An internship is an invaluable step toward finding a career in science, technology, engineering, and math (STEM) fields. But landing a coveted STEM internship takes diligence and resolve. Although there are a few challenges that might seem insurmountable, all obstacles can be overcome.
Apply early. STEM internships are competitive, with hundreds or thousands of applicants often applying within the first few days. Sometimes being one of the first applicants can make your polished resume and application stand out before it gets lost in the masses.
There are STEM jobs everywhere. Any company can offer you a valuable STEM experience. Seek out and utilize any connections you have in a company with an IT or technology department. Consider a federal STEM internship or research opportunity.
Be positive and persistent. Reach out to companies that you have applied to after a few weeks, and politely ask if your application could be considered.
So you’ve landed that illustrious STEM internship that you applied for—now what? Like most first-time interns, your mind might be racing with the endless possibilities that come with this exciting first step. It is common for interns to face some ups and downs as they navigate both a new experience and a new company.
What challenges might you face? One of the most common is feeling that you’re assigned low-level tasks that don’t take advantage of your knowledge.
Be patient: Make sure you’ve done a great job with the tasks you’ve been assigned; after some time has passed, reach out to your supervisor. Let him or know that you value your internship experience so far and would be excited to try some new and more advanced tasks. In this challenge, as with all communication, how you say something is just as important as what you say.

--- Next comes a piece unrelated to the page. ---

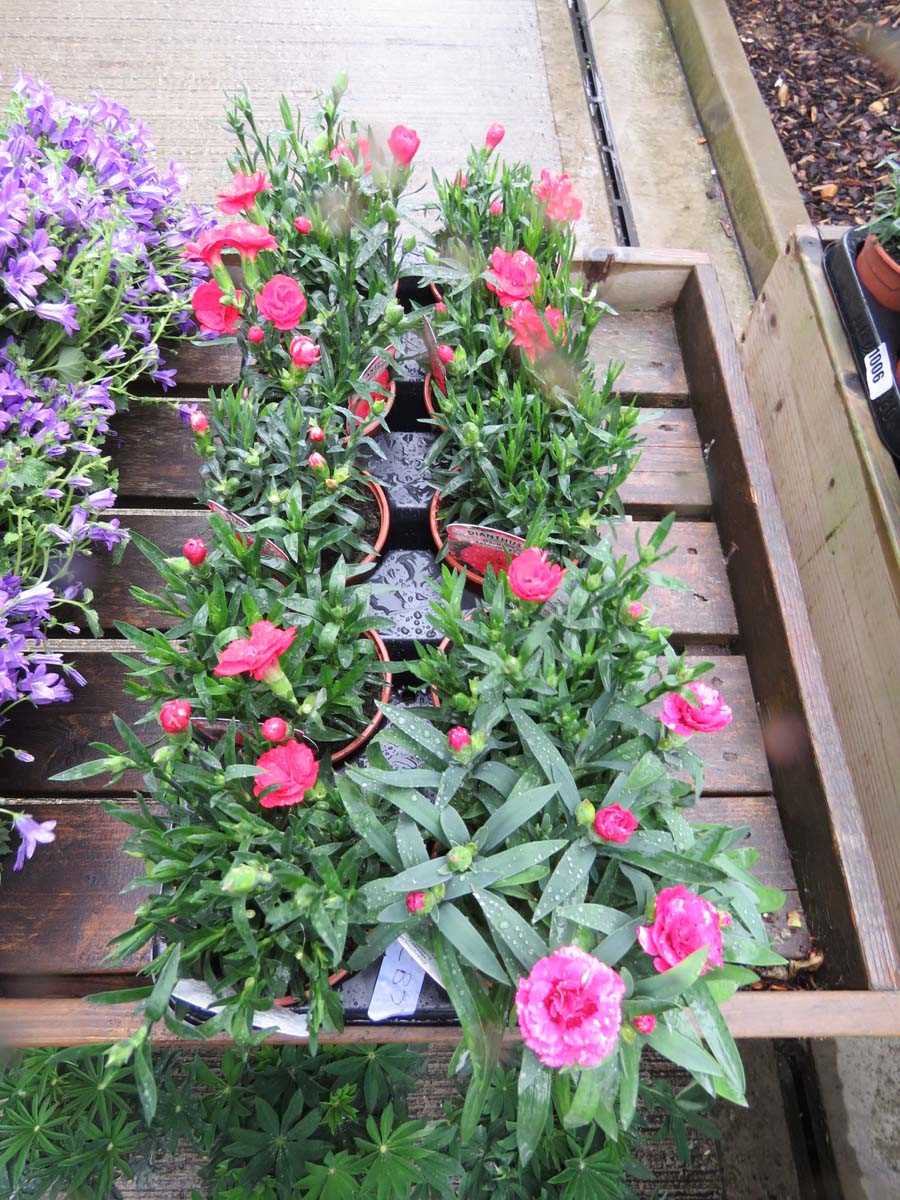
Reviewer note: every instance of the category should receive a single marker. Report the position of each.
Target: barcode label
(879, 373)
(397, 987)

Be polite: While still speaking plainly about your desire for more advanced work, the opposite can also occur, where you feel overwhelmed with a lot of work (or too advanced work). Just as before, communication is the key to making things better. A reasonable first step in addressing your feelings of being overwhelmed is to reach out to a mentor or someone at the company whom you trust. Let them know you look up to how they work and seek their advice. If after some guidance and assistance, you are still feeling overwhelmed, speak with your supervisor. Let them know that you need some help in specific areas and want to improve.
Learn and grow, not to compete. What do you do when there’s negative competition with your fellow interns? First, realize your true purpose for being an intern in a STEM company. Your focus should be on learning and making a good name for yourself, not worrying about the reputation of the other interns. Having a professional and drama-free approach to your internship will help you rise above the negativity and focus on the things that will move you forward.

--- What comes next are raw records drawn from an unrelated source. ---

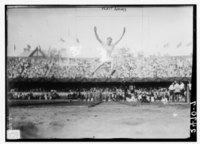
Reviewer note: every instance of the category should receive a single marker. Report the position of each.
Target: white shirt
(182, 86)
(177, 87)
(171, 87)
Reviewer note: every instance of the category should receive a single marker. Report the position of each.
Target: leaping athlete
(108, 47)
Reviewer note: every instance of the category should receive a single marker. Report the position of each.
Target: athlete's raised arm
(95, 31)
(120, 37)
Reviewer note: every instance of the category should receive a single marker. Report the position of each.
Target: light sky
(148, 29)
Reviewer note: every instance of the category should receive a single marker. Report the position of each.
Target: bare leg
(111, 69)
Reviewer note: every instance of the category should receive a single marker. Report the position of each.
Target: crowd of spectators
(126, 67)
(175, 93)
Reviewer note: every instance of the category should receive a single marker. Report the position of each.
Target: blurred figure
(171, 91)
(177, 91)
(108, 48)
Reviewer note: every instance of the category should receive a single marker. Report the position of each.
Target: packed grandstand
(129, 68)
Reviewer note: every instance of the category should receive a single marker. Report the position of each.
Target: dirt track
(107, 120)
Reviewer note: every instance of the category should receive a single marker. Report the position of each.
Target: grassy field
(106, 120)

What about some tips to make the most of your STEM internship? Like all internships, there are some tried and true tips to help you maximize your experiences within a STEM internship as well as a few that are unique to STEM.
Be goal oriented. Take on a mindset of achieving a few important goals that will improve you as a professional. While working toward these goals, periodically consider the progress you’ve made and make adjustments. Realize through this process that growth isn’t always linear; there may be some ups and downs, and that is natural. In the end, feel pride in your growth and accomplishments.
Network across the company. Look for professionals, interns, and supervisors that help make you better. Seek out people that are professional and communicate well, and seek their advice. Ask the professionals in your internship to tell you more about their job, how it operates, its challenges and rewards, and how you can help them in their role. If these conversations are from a genuine desire to grow and contribute, they should be well received and fruitful for everyone. Finally, ensure that you receive formative and summative feedback on your performance.
Seek feedback and guidance on how to improve. Be polite and articulate in asking questions about what skills you could learn or which projects might be a great fit for you. Ask about what your “next steps” are in your growth as a professional. Showing that you are an intern who wants to improve and assist your employer is a sign of maturity and professionalism.